Friday, February 1, 2013

Amazing what you find when you Google yourself.

Well, not myself, but the name of some old friends.

Because I have ISBNs for my Compleat Works to date, I have an entry in the Library of Congress.

But I just found that I'm in the archive of the University of Glasgow.  And not for my mystery novels. For a few hallowed, halcyon weeks in 1978 after leaving university but before starting paid work, I was in an Edinburgh Fringe show called "Once Bitten," a reworking of a revue that some friends had written and we'd all performed at Exeter College, Oxford. It seems that Glasgow has an archived copy of the program, with all our names meticulously entered.
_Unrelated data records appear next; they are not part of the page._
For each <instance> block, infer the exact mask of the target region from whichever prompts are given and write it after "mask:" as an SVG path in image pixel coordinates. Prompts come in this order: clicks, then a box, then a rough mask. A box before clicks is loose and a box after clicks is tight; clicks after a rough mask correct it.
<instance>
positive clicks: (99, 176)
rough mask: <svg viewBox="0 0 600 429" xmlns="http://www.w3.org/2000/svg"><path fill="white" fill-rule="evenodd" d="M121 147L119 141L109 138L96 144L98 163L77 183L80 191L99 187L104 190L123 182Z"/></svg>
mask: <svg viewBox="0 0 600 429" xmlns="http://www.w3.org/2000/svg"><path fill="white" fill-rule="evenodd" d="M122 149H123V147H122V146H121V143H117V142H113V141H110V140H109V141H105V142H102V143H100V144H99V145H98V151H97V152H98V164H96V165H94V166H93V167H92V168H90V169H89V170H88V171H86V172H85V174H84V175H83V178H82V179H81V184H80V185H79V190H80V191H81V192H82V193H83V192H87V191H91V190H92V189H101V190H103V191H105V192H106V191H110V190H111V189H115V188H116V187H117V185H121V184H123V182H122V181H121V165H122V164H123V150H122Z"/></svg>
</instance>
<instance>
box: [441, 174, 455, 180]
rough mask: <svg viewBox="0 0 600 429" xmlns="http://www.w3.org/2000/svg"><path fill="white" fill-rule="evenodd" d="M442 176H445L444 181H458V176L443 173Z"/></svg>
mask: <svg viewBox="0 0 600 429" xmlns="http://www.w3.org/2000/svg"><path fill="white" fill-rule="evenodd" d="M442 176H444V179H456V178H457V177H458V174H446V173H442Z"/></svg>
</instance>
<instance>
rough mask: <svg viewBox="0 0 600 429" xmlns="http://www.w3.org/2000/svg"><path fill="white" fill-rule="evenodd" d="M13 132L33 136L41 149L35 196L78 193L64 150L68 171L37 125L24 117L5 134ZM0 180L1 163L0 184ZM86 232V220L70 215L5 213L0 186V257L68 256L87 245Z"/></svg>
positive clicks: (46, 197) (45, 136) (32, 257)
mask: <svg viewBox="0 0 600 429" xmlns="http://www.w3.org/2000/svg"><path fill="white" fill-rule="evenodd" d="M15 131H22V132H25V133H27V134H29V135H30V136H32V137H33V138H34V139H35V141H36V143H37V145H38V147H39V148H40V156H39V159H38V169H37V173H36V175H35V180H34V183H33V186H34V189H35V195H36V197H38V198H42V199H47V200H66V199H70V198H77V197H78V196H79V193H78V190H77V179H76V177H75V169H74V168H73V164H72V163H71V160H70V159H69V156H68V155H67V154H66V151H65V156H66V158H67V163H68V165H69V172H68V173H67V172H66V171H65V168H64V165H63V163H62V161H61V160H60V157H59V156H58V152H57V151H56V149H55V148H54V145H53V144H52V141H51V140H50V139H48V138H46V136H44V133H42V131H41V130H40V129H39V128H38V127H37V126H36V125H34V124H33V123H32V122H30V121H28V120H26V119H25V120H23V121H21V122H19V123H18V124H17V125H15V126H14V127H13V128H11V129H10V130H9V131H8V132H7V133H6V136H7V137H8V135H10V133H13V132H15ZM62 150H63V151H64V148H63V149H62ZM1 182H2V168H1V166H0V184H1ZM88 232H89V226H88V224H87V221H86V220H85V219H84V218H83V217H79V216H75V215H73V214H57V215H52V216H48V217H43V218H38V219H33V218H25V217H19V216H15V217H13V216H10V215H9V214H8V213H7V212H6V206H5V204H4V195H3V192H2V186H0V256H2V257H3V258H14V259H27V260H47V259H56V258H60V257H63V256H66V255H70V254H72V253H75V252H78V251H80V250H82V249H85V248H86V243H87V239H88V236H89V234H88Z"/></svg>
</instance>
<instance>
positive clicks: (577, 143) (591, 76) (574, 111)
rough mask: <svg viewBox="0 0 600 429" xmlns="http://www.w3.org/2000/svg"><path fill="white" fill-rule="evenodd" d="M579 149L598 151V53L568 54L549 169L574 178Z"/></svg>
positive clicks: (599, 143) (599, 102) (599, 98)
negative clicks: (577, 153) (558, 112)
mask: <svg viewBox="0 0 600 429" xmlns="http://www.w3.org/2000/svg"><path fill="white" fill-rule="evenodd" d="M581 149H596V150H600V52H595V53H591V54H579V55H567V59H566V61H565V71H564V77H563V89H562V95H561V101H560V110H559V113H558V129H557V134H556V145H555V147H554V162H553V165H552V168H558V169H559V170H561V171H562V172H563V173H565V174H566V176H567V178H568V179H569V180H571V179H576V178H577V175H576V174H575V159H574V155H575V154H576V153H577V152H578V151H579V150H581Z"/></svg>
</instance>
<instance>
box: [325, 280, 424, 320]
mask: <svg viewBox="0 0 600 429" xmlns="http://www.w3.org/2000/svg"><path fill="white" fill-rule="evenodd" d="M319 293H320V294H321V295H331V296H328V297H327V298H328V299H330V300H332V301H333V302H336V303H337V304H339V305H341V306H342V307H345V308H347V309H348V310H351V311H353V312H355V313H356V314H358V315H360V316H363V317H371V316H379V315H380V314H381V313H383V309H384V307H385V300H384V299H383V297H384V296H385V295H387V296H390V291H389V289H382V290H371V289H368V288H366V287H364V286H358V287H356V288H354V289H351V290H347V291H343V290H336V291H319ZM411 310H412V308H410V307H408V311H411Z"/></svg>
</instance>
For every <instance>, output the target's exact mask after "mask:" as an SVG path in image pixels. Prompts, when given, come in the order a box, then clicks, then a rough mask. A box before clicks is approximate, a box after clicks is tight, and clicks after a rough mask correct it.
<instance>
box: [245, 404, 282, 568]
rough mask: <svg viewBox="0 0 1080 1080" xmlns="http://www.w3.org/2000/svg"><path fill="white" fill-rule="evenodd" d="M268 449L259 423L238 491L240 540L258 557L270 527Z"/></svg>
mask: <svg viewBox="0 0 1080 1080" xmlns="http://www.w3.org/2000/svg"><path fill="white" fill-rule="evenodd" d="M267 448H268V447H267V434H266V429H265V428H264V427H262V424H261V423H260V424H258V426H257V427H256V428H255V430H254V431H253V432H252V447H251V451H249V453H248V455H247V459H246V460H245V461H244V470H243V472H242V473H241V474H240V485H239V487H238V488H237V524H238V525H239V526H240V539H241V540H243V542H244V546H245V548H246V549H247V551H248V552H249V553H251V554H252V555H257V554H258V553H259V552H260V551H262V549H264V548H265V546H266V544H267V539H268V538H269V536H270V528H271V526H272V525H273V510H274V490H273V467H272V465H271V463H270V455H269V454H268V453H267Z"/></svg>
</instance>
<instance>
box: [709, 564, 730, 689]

A couple of my one-liner contributions to the script were included, but any full-blown skits I'd written had been ruthlessly rejected during pre-production, and instead, I wrote the music and lyrics. Dressed as Dracula, I closed the show with the title song, performed as a love duet with my latest victim, played by the lovely Lucy Habakkuk, daughter of Sir John Habakkuk, who was then Vice-Chancellor of Oxford. (Sir John, that is; not Lucy.)

"Some men like watching women disrobin'
But I'm turned on by haemoglobin . . ."

"We can both watch your skin growing creamier;
Your folks will think it's anaemia . . ."

Now, of course, the tables are turned: I'm the impoverished full-time writer with no regular income, while all those old friends are off being extremely highly paid medical practitioners. So who gets the last laugh, eh?